Amid this kaleidoscopic melee, another strange tableau unfolded, one that might have escaped notice but for the Capitol surveillance cameras. It occurred at 2:25 p.m., just twelve minutes after the first rioter breached the building and about twenty minutes before Babbitt was killed. A slender middle-aged man slipped through a broken window into the Senate wing of the Capitol. He wore a red sweatshirt, camouflage pants, and a black knit cap. Though the marble corridor was already crowded with rioters bustling along in both directions, the man lingered by the broken window. He helped a teenage girl wearing a camouflage coat climb through, taking care that she didn't land on the shattered glass covering the floor. Then the man assisted a second teenage girl who was similarly attired. A third woman followed, slightly older and wearing a Trump flag as a cape. Then came a middle-aged woman, hooded and wearing sunglasses. Finally, a young man clambered through the window. The six of them then proceeded through the U.S. Capitol in tandem, as the American family unit they happened to be.
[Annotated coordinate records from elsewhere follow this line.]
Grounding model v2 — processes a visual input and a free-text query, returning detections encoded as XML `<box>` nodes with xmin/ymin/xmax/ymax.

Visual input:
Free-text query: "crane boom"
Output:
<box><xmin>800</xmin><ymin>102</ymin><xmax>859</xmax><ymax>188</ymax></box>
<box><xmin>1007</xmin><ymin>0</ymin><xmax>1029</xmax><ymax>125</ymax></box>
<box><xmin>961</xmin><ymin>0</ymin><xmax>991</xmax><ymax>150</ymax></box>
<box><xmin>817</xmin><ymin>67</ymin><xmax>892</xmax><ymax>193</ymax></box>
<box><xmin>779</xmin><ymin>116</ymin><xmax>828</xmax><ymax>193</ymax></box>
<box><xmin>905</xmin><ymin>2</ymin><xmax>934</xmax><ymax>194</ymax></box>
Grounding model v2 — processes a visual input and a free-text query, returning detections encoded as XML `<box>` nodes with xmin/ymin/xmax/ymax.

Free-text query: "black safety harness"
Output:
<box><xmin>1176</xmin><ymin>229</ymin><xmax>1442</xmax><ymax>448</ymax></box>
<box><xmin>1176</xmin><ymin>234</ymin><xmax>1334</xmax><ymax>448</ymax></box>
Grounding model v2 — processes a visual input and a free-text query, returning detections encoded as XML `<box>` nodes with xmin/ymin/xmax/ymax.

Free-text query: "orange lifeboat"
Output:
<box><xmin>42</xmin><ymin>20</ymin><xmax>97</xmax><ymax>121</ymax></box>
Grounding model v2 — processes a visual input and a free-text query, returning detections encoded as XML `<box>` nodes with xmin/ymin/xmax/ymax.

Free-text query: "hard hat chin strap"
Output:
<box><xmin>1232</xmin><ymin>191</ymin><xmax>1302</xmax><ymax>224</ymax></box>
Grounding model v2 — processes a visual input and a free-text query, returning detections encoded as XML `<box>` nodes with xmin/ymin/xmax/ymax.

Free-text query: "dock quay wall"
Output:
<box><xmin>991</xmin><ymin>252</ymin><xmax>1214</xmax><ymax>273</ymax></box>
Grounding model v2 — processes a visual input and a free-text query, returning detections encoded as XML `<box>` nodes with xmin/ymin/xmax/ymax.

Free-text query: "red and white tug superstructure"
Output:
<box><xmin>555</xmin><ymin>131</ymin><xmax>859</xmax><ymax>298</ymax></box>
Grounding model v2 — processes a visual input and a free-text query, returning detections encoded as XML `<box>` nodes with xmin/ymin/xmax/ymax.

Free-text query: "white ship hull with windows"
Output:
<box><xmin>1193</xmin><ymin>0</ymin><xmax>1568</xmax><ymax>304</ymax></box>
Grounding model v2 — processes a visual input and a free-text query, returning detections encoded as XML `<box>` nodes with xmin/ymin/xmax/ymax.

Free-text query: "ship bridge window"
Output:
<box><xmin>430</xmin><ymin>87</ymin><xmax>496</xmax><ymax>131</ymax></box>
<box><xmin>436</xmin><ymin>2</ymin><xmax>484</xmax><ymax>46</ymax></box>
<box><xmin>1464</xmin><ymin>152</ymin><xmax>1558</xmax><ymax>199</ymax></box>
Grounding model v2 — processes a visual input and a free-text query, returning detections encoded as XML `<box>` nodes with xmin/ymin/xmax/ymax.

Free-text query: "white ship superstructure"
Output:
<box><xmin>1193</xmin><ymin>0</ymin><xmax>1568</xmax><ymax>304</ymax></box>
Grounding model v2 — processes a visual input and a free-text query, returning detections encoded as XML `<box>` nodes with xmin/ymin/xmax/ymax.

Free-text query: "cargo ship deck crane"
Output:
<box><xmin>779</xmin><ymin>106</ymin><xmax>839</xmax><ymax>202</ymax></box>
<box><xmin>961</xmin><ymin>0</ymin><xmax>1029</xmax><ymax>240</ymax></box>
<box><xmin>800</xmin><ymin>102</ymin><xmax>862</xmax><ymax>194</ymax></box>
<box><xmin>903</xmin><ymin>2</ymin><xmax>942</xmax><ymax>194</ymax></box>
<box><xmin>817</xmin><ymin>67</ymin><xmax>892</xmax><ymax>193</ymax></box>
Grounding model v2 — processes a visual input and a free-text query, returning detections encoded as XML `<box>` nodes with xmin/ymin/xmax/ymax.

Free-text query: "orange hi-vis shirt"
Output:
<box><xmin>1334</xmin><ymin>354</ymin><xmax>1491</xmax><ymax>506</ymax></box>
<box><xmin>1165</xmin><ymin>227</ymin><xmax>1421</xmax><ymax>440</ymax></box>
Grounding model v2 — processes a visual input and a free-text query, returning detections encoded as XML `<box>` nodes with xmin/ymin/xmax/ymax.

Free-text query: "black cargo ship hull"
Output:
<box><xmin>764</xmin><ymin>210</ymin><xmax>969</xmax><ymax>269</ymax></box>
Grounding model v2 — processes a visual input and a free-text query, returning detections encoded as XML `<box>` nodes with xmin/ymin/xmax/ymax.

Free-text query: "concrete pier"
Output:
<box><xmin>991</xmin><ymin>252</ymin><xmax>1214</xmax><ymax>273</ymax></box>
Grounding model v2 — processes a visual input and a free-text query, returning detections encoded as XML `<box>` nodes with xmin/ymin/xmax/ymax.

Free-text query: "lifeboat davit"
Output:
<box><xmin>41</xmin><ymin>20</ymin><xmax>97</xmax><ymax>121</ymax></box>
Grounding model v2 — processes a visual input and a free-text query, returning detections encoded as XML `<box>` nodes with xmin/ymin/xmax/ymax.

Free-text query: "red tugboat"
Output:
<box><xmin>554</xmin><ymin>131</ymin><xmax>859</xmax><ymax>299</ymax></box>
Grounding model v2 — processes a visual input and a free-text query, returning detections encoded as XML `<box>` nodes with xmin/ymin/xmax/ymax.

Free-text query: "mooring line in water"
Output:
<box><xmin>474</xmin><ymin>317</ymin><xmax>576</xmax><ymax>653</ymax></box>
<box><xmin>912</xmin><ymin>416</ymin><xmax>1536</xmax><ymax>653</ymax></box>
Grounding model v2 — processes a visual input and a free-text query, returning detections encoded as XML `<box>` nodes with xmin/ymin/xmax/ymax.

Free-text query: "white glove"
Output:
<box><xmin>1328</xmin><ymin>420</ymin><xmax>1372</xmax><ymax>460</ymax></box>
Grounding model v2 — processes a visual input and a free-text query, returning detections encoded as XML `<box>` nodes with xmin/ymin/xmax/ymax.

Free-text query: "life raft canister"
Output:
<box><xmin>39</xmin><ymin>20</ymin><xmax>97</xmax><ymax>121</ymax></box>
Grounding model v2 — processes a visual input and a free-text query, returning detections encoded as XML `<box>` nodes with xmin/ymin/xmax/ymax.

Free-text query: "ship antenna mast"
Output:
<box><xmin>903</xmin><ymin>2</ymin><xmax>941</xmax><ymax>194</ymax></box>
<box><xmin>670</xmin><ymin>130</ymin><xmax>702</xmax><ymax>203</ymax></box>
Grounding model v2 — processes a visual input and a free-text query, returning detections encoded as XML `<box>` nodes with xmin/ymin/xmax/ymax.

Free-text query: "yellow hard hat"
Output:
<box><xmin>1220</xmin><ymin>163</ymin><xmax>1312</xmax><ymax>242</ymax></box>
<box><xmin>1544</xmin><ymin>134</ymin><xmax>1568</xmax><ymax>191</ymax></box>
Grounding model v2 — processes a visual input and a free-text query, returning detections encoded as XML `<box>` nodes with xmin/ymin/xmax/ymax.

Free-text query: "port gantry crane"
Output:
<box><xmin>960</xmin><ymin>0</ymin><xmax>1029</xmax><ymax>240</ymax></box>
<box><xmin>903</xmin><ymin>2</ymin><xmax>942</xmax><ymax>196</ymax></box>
These were the Munns. Just over an hour earlier, they had stood among tens of thousands of Trump supporters at the Ellipse, watching on the JumboTron as the president had said, "We're going to walk down to the Capitol," adding, "Because you'll never take back our country with weakness. You have to show strength and you have to be strong." They had done exactly that, following other rallygoers all the way to the steps of the Capitol, in an atmosphere that Tom would later describe in an online post as "upbeat and patriotic." Minutes later, his post continued, "everything suddenly became very 'dark.' I do not know how else to describe it. Eventually resulting in our entry of the Capitol Building"--past police barricades, with tear gas swirling and accompanied by a soundtrack of flash-bang grenades, security alarms, and the roar of the mob. Through the broken window, they entered the restricted area of the Capitol while federal legislators were convening to certify the presidential election. [...]

Tom became a prolific political commentator on Facebook, gaining a following of 4,900. He was a fervent Trump supporter and alluded to the far-right political conspiracy theory QAnon, ending some of his posts with the QAnon hashtag #WWG1WGA ("Where We Go One, We Go All"). On election night in November 2020, when the key states of Arizona, Pennsylvania, and Wisconsin swung for Joe Biden, the Munns hardly stood alone in their incredulity. As Gerald Cantrell, perhaps Borger's most prominent Republican activist, told me, "Biden didn't win them states. They cheated like a son of a bitch. It's obvious. That was the biggest conspiracy in American history."

Two weeks after the election, the Munns hung a replica of the "Come and Take It" flag in front of their house. In late December, Dawn reposted on Facebook a photograph of a bullet accompanied by the warning "By Bullet or Ballot, Restoration of the Republic Is Coming!" On December 28 Tom reminded his followers that President Trump had recently beckoned supporters to Washington for a rally in his infamous "will be wild" tweet. Wrote Tom, "Our President has only asked two things from us, so far . . . #1 Vote #2 January 6, 2021."

The Munn parents and their eldest daughter, Kristi, decided to take the family's two high school seniors, eighteen-year-old Kayli and seventeen-year-old Kassi, to Washington.